Playlist : Jennifer Lopez feat Maluma - Marry you


Absen dulu gengs! Sebutkan bulan dan tahun lahir mu!

Me : Oktober 98
.
.
.

🌷HAPPY READING 🌷

Petang sudah berlalu. Menyisakan gelap malam yang mulai melingkupi sempurna kota Paris itu. Jalan raya yang dilaui mobil nampaknya tidak akan sepi sampai pagi menjelang.

Di tengah perjalanan--beberapa ratus meter setelah keluar dari kawasan pusat perbelanjaan, Alaric meminta untuk bertukar mobil seperti semula.

Dengan atap mobil yang dibiarkan terbuka, baik Richelle maupun Alaric menikmati udara malam juga gemerlapnya dunia perkotaan. Meski jalanan dipadatkan oleh banyak kendaraan juga para pejalan kaki, untungnya di sepanjang perjalanan mereka tidak terjebak macet.

Richelle tidak bisa lepas dari keindahan kota Paris di malam hari ini meski bukan pertama kalinya datang ke kota ini, dia tetap tidak pernah bosan untuk berlama-lama memanjakan mata dengan keindahan dan kemewahan yang ada.
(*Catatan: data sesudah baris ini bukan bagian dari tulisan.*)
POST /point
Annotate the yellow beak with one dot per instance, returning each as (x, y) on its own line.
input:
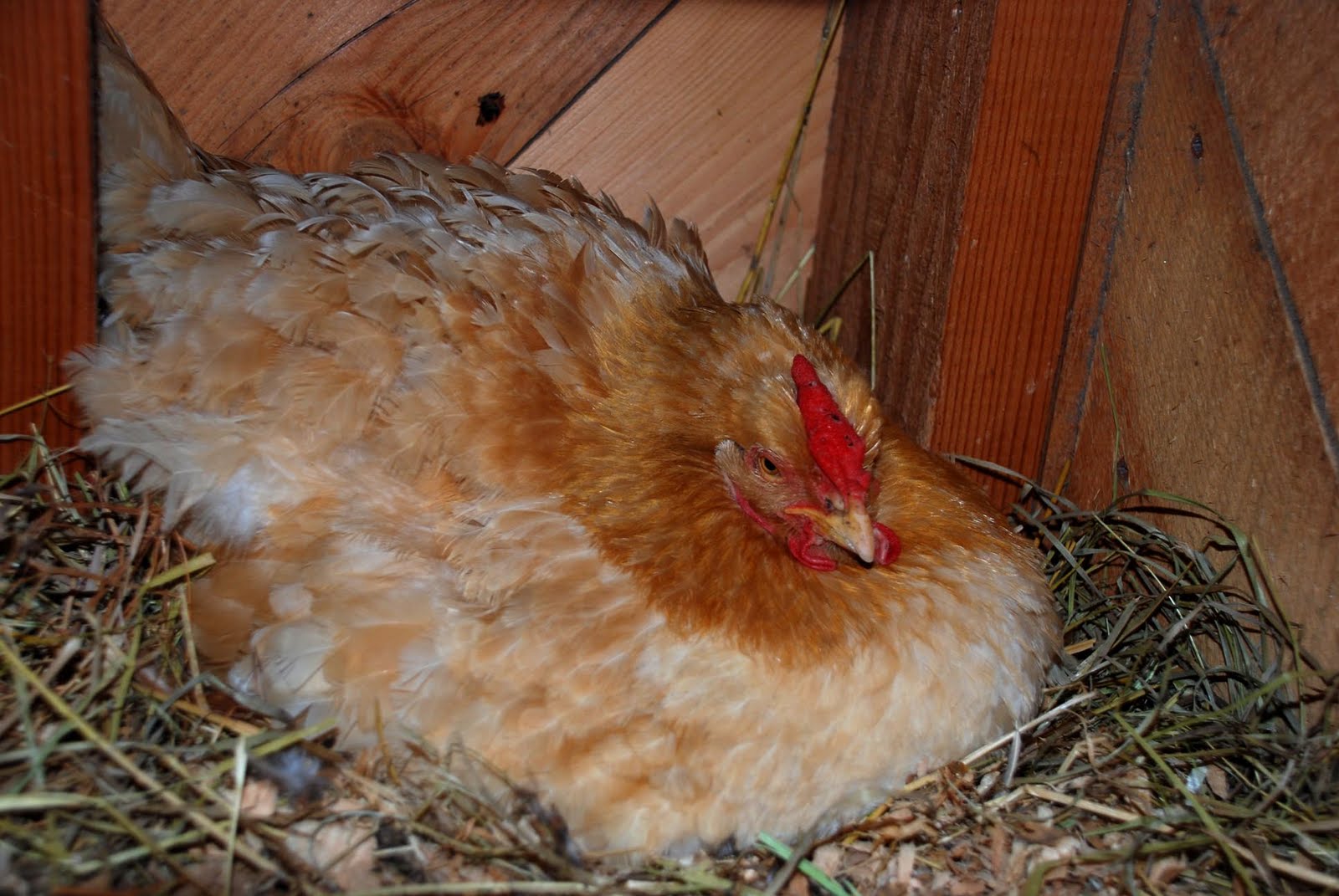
(850, 528)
Dengan satu tangan berada di roda kemudi dan satu tangan kanan Alaric menggenggam tangan Richelle, beberapa kali punggung tangan sehalus kain sutra itu ditariknya untuk ia cium tanpa merasa bosan, pun Richelle tidak merasa terganggu kecuali jika Alaric mulai nakal meraba-raba paha Richelle yang terbuka tentu wanita itu akan memasang wajah mode galak dan Alaric hanya bisa tersenyum geli.

Setelah lima tahun menjeda, Alaric tidak lagi bersikap seperti seorang kakak yang menjaga Richelle sebagai adik. Katakanlah dia adalah pria mesum yang kerap kali menyentuh Richelle layaknya pria pada wanita. Meski begitu ia tetap masih mempertahankan kewarasannya agar tidak sampai kebablasan karena Richelle bukanlah wanita murahan yang mudah dipakai begitu saja.

Kalau boleh jujur, Alaric tidak sekuat itu menahan nafsunya, makanya, alih-alih membayar wanita bayaran-- ia lebih baik bermain sendiri di dalam kamar mandi. Poor Alaric.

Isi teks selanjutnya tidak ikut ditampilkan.